Interestingly, another user, keepitcasualbrah, precisely identified the self-contradiction in that statement:
You say in the first half, “We haven’t existed long enough to draw definitive conclusions,” then in the second half declare, “This is the beginning of the end.” This rebuttal garnered significant agreement.

AI stole attention—but what crypto truly lost is “use cases”
If this were just another round of recycled cyclical optimism versus apocalyptic pessimism, the post wouldn’t have drawn so many replies. What truly struck a nerve was the third perspective: crypto isn’t losing to a bear market—it’s losing to AI.
User optifree1’s comment was widely quoted: “The tech industry is undergoing a once-in-decades productivity revolution. AI is genuinely transforming how people work and live. This wave has absorbed attention from all other markets—while crypto, to date, has yet to produce any use case approaching AI’s level of impact.”
Crypto’s structural problem is indeed glaring. Multiple users, from different angles, converged on the same judgment:
The crypto market lacks genuine, real-world use-case support. User i_am_13th_panic pointed out that although crypto firms strive to expand applications, the only credible utility for most cryptocurrencies remains “speculating with them, trading them, or staking them.”
User Usually_Sunny raised an even sharper paradox: For a currency to be “useful,” its value must remain relatively stable—yet Bitcoin’s core investment thesis is built precisely on price volatility.
The original poster, harukasweet, also conceded: “Yes, only stablecoins are somewhat useful; DeFi might have some utility, but there are too many hacks.”
Data side note: Institutions are pulling out—not just retail
The Reddit discussion reflects sentiment—but fund flows offer colder, harder validation.
According to BeInCrypto data, Bitcoin spot ETFs recorded ~$2.3 billion in net outflows in May 2026—the largest single-month outflow of the year and the biggest since November 2025. In contrast, April and March saw net inflows of ~$1.97 billion and ~$1.32 billion, respectively. Cumulative net ETF inflows have declined from $58.09 billion in April to $55.79 billion.

In May, BTC fell only ~3.7%, yet ETF outflows were over ten times larger than the $206 million net redemptions seen in February. Institutional de-risking is clearly accelerating faster than price declines alone would suggest.
Meanwhile, the Fear & Greed Index has dropped to 28 (“Fear”), marking the lowest market sentiment level since the start of 2026.
So when will the next rotation arrive?
This is the question harukasweet repeatedly pressed.

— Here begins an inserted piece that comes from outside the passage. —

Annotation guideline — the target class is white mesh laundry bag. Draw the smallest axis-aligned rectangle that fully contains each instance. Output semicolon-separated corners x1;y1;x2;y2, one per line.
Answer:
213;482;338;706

Responses varied widely—but honesty was surprisingly consistent.
User only_linear_joseph offered a more pragmatic analysis: Cash and bond yields are highly competitive right now—a rarity in prior years. As long as high interest rates persist, capital has little incentive to shift from fixed-income assets into high-volatility ones. After discussing with the OP, he even corrected his own earlier contradiction: If inflation remains stubbornly high, the Fed won’t cut rates—and crypto will stay sidelined.
No one offered a definitive answer. But perhaps one comment best captures the prevailing mindset: When asked “Why the rush?”, harukasweet replied with just two words: “Opportunity cost.”
Every day money sits idle outside crypto is money potentially earning returns elsewhere. That’s the true source of anxiety across the crypto community today—not “Will it come back?” but “What will I have missed while waiting for it to return?”
Data as of June 2, 2026. This article is a sentiment watch and does not constitute investment advice.